You probably have a great relationship with your local Cleveland Metroparks reservation. You run on the trails in the mornings, walk off big dinners there in the evenings and relax there on the weekends. There is no area of the reservation that you haven’t hiked, biked or driven through. You’ve even started recognizing the wildlife. But, how well do you know the other reservations of Cleveland Metroparks across the city? Or, even one of the smaller reservations that stand like an oasis surrounded by concrete and asphalt?
We here at Cleveland Metroparks believe in the spirit of adventure and encourage you to leave no stone unturned, no hill unclimbed and no reservation unexplored. We are here to entice you to the other side of town with our hidden gems.
1. Squaw Rock – South Chagrin Reservation
Squaw Rock is where my family had a lot of reunions. For a kid who lived in the inner-city, the woods were magical. I remember exploring trails and wading in creeks off the Chagrin River until we reached Squaw Rock. Squaw Rock was carved by local artist and blacksmith Henry Church in 1885. The rock features a quiver of arrows, a giant serpent, an eagle and a woman. There are other large and smaller carvings around the rock, too. But, there is also an air of mystery to the rock, because it’s not certain if Henry Church made all of these carvings himself, especially the riverside ones. Either way, it is a spectacular sight to see.
2. Deer Lick Cave – Brecksville Reservation
If you are up for a trip south, visit Deer Lick Cave. Natives of the Brecksville area have probably done their fair share of hiking to this sandstone overhang (not an actual cave where you can climb in or go spelunking). Millions of years ago when Ohio was underwater and dunkleosteus (prehistoric giant fish) were terrorizing sharks in the area, salt from the ocean embedded itself into the sands that formed these walls. It got its name from the white-tailed deer that licked the walls to get much needed salt (like a giant natural salt lick). Deer Lick Cave is a spectacular natural feature in Brecksville Reservation. Kelly McGinnis, a Brecksville Reservation naturalist, recommends either parking on Valley Parkway near the cave or taking a four-mile hike starting at Brecksville Nature Center through the hills and valleys to Deer Lick Cave.

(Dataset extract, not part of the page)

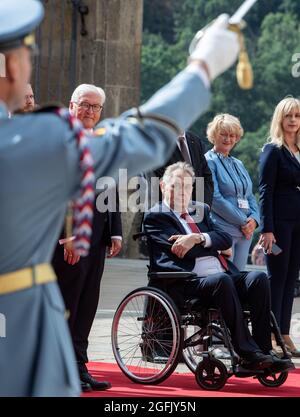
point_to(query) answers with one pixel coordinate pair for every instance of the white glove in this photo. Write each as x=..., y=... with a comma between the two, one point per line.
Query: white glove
x=218, y=48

No matter what season it is, Deer Lick Cave is a great place to explore.
Photo by Rex Brown
3. Gordon Park – Lakefront Reservation
Part of our newest addition to the Park District, Gordon Park is a scenic area of green space by the lake. It’s a great spot for spotting waterfowl and other wildlife. Naturalist, and all-around bird enthusiast, Jen Brumfield leads a bird hike around here almost every month. Winter is a great time to stop by Gordon Park to look for rare birds, as they head south from their arctic habitats. In the summer, it’s a cool place to spot native waterfowl and escape the heat of the concrete jungle.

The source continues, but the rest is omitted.